Take Me Home Tonight Dir. Michael Dowse

[Rogue; 2011]

Styles: comedy, parody
Others: Superbad, The Wedding Singer, Pretty in Pink

Take Me Home Tonight sputters along on the time-tested nerd-lust for beautiful, unattainable blondes that lent itself to hundreds of 80s teen movies. These films were essentially designed for writers to tell crass jokes, show plenty of breasts, and nail home the idea that fun is wrapped up in nose candy and kegs of flat beer, all under the guise of having “fun.” But it would be difficult to point to anything remotely fun during Take Me Home Tonight. Despite the good-guy charm of Topher Grace and the sly comedic timing of Anna Farris, the script from writers Jeff and Jackie Filgo (of That ’70s Show — yes, make your That ’80s Movie jokes now) is as vapid and empty as the show’s final two seasons, leaving the film’s best two actors working on skill alone — skill badly drowned out by Dan Fogler’s Sam Kinison shtick and personality vacuum (and the film’s requisite blonde) Teresa Palmer.

Take Me Home Tonight is a cup runneth over with exhausted clichés. So worn out is the film’s homage that it doesn’t even meet parody standards. The film is best summarized when Grace’s Matthew Sullivan makes his breakthrough with Palmer’s Tori Frederking. Hashing out their fear of life post-college while on the balcony of Tori’s perverted boss’ upper-crust party, the two fall into The Penis Game in a fit of high school adolescence: Tori’s overwrought scream of ‘PENIS!’ halts the party for a brief moment before Matt and Tori escape to a neighbor’s backyard for deep reflection and man-making sex.

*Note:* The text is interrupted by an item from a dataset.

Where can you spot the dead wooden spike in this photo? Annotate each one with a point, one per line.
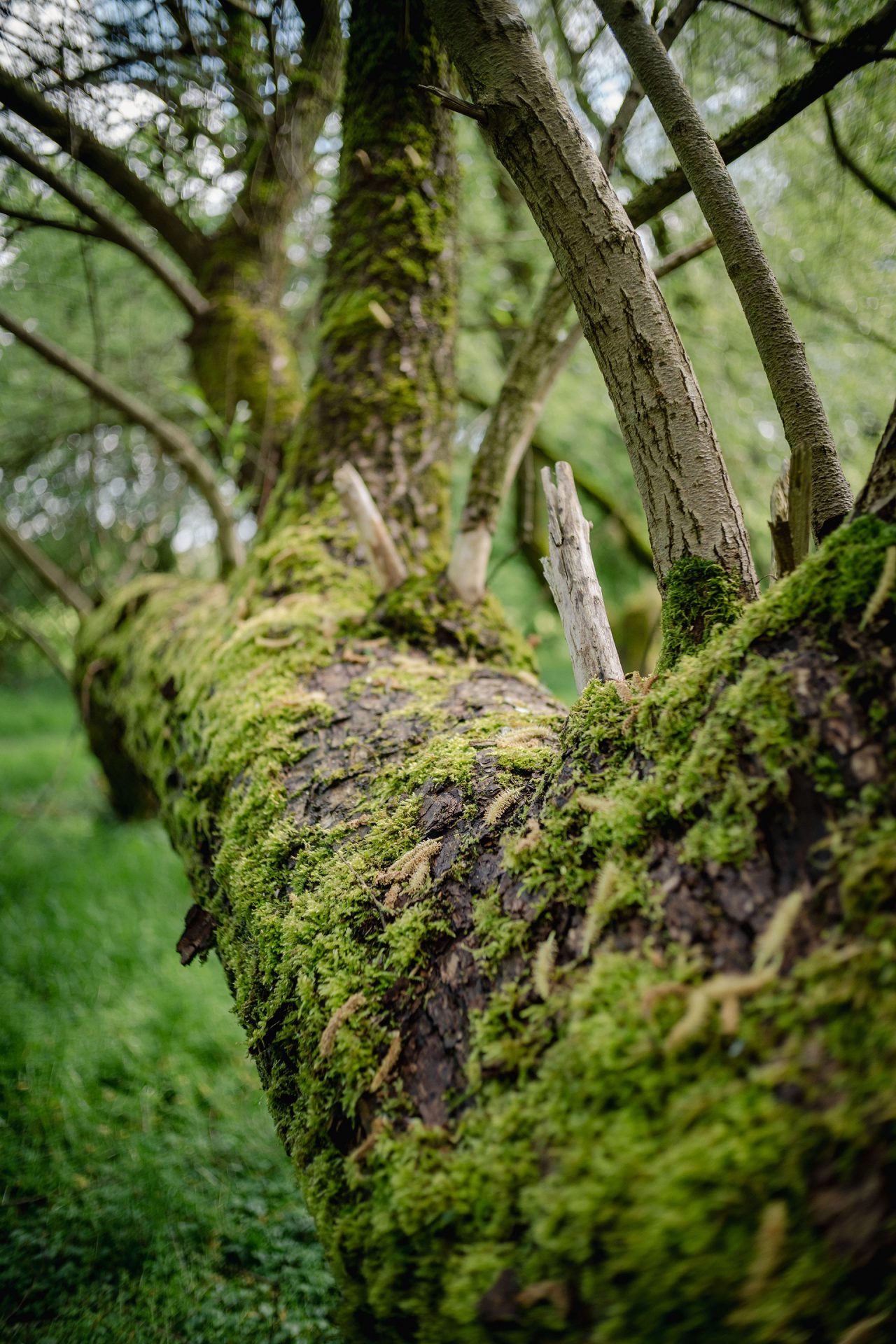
(453, 104)
(568, 569)
(368, 521)
(342, 1015)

But what sinks Take Me Home Tonight is its aimlessness. All the tenets of a 80s teen slacker movie are present, and despite knowing how everything will play out, the Filgos and director Michael Dowse somehow transform the promised rated R raunch into PG-13 debauchery that causes not one bout of blushing. The breast reveal stops at the bra; the coked-up crazy couple charged with adding a bit of awkward sexual comedy to the film is far more awkward than comedic; and the individual loner at the party is stripped to skeletal form: weird love licks and all black with no personality.

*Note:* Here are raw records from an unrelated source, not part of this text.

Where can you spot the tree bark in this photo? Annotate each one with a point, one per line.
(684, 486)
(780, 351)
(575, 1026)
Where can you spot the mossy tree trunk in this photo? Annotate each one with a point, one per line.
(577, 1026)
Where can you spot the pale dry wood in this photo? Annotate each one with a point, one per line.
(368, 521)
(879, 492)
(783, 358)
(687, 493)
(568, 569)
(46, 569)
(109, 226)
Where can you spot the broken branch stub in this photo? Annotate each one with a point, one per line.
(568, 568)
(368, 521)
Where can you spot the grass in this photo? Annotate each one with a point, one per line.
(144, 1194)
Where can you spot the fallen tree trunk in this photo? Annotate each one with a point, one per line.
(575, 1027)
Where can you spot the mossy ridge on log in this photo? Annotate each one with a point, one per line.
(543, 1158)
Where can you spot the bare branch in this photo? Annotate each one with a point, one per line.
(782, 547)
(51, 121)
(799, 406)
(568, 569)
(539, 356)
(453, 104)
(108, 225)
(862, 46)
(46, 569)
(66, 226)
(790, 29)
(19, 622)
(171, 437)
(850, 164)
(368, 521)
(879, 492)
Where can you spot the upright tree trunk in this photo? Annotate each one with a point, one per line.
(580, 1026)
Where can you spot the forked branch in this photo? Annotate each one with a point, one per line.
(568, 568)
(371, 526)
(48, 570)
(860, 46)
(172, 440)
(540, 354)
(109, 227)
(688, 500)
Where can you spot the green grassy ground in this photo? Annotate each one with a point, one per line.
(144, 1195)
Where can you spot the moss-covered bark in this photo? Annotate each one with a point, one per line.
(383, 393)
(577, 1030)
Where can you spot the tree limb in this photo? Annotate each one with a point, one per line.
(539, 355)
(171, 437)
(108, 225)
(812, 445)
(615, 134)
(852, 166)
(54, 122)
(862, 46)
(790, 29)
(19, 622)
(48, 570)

Take Me Home Tonight goes for mindless fun, but it has nothing to offer fans of the genre or of parody. It’s lost from moment one, and every plot device aimed at squeezing out an audience reaction is half-hearted at best. Never mind that all of the drugs, sex, and rock ‘n’ roll in the world couldn’t save this movie; Take Me Home Tonight can barely pass as a comedy.